New party law affects fraternities and off-campus houses


A new Indiana law could put Butler students who host underage drinkers behind bars.

The “social host law,” part of Indiana Senate Bill 236, makes the crime of knowingly and intentionally serving alcohol a Class B misdemeanor.

Committing a Class B misdemeanor could result in a sentence of up to 180 days in jail or fines totaling up to $1,000.

If the person charged has a prior conviction of any kind, the penalty will be aligned with a Class A misdemeanor. If any serious bodily harm, injury or death ensues as a result of underage consumption, the host can be charged with a Level 6 felony.

The severity of this law, a Class B misdemeanor, is the same level as public intoxication.

Bruce Allee, Butler University Police Department detective, said students need to familiarize themselves with this law.

“This law is targeted at students,” he said. “The fraternity houses and houses just off campus that host parties-this directly affects them.”

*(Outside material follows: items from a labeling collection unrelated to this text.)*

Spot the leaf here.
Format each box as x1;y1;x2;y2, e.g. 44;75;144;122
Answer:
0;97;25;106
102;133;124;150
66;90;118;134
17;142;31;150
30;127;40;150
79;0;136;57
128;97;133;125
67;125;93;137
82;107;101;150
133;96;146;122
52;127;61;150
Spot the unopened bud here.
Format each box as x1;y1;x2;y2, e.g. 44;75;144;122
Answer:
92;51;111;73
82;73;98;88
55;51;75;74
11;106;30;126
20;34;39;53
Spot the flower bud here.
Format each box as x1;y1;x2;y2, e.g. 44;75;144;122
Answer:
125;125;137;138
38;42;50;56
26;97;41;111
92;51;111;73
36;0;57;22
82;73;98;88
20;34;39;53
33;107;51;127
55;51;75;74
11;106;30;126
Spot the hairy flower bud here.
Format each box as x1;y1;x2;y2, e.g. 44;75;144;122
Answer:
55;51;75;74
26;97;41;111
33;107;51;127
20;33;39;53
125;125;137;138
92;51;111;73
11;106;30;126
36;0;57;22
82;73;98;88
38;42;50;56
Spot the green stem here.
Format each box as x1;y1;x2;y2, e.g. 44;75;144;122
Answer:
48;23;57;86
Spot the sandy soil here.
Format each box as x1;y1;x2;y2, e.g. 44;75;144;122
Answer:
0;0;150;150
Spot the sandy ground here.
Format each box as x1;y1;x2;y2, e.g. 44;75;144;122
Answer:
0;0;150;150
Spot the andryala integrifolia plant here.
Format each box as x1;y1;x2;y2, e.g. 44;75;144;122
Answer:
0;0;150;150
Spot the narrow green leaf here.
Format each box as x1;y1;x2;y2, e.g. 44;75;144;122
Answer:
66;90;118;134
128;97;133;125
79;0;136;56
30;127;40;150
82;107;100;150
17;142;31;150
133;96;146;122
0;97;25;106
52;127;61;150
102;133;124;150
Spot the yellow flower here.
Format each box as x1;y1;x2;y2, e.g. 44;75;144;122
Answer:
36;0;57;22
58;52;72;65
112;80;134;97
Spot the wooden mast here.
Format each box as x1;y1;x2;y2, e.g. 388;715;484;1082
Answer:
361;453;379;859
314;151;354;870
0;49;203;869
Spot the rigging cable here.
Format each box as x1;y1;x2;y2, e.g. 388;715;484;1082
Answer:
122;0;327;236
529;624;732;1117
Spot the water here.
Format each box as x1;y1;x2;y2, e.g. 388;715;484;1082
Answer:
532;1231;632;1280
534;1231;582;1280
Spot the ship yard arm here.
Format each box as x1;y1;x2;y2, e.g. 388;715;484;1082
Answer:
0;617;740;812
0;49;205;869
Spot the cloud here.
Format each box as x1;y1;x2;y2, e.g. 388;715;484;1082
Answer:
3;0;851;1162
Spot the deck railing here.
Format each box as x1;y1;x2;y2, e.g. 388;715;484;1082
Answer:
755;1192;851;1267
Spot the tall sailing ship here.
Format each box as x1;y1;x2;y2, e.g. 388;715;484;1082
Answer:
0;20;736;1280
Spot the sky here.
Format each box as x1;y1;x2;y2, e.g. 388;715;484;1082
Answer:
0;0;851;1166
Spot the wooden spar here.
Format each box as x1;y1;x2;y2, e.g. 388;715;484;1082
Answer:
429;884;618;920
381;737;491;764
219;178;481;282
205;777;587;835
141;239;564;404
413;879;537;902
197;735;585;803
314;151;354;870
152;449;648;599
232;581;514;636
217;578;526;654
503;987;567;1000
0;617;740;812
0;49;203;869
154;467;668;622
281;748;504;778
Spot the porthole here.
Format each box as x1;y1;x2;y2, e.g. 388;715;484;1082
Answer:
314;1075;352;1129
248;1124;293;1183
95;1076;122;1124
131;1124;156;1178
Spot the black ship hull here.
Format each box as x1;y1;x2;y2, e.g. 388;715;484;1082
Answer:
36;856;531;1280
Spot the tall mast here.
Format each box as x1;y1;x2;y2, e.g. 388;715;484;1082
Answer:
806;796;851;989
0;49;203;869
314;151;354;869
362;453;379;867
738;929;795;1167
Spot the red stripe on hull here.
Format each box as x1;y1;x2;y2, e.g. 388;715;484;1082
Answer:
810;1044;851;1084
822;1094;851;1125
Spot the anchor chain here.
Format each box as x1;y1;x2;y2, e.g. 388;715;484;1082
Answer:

Travis Thickstun, public information officer with Indiana state excise police, said the law’s purpose is to prevent people from facilitating underage drinking.

“The social host law is intended to be a proactive measure to prevent underage drinking,” he said. “This law makes it clear that providing a place for minors to consume alcohol is unlawful.”

In addition to college students, this law also targets parents who host “lock-in parties,” where they allow underage drinking if everyone stays the night at the party.

Liability for any injuries or crimes committed as a result of underage drinking can be placed on any leaseholder, not just the person who primarily hosted the underage persons or the underage drinker.

The major difference in the social host law from past state laws is, under the social host law, the penalty for hosting underage drinkers is the same as if the party host directly furnished the alcohol, Thickstun said.

“The big fear is that someone underage will leave a party, go home, and either get sick or die from alcohol poisoning, drive drunk or get hit by a car,” Allee said. “Liability for those events can be traced back to the host and any leaseholders of the residence, even if they weren’t around for the party itself.”

Fraternity houses that hold parties where students drink underage can also be charged under the social host law.

“Students at Butler should be aware that, if they host an underage drinking party in their room, apartment or house, they can face criminal and civil penalties as the party host,” Thickstun said. “Regardless of whether or not they purchased the alcohol or handed it directly to the minors.”

Allee said the popular practice of posting “no underage drinking” signs on the walls at a party is not enough to waive liability.

“(Signs) aren’t enough to keep you out of trouble,” he said. “Any host has to prove that they made a very conscious effort to prevent underage drinking.”

Allee said designating a risk manager to check ID’s at the door of a party is a good indication of responsible hosting, from the perspective of law enforcement.

Excise police, in addition to BUPD, will look to enforce this law when appropriate.

“Indiana state excise officers will work closely with BUPD on a regular basis,” Thickstun said. “And excise officers take underage drinking and providing alcohol to minors very seriously.”

“We will use this law not as a hammer,” Allee said. “But if the circumstances warrant it and it will be effective, we will enforce it. If a house has not been responsible, we will not hesitate to enforce this law.”

BUPD has not used the social host law to enforce new sanctions on students. Allee said the department collectively decided to wait until the student body is well aware of the law.

“It is all about holding people accountable,” he said. “If you know there will be drinking at your residence, just be very careful about who you let in. Be strict on age, don’t be afraid to enforce that, because you could be the one who has liability in the end.”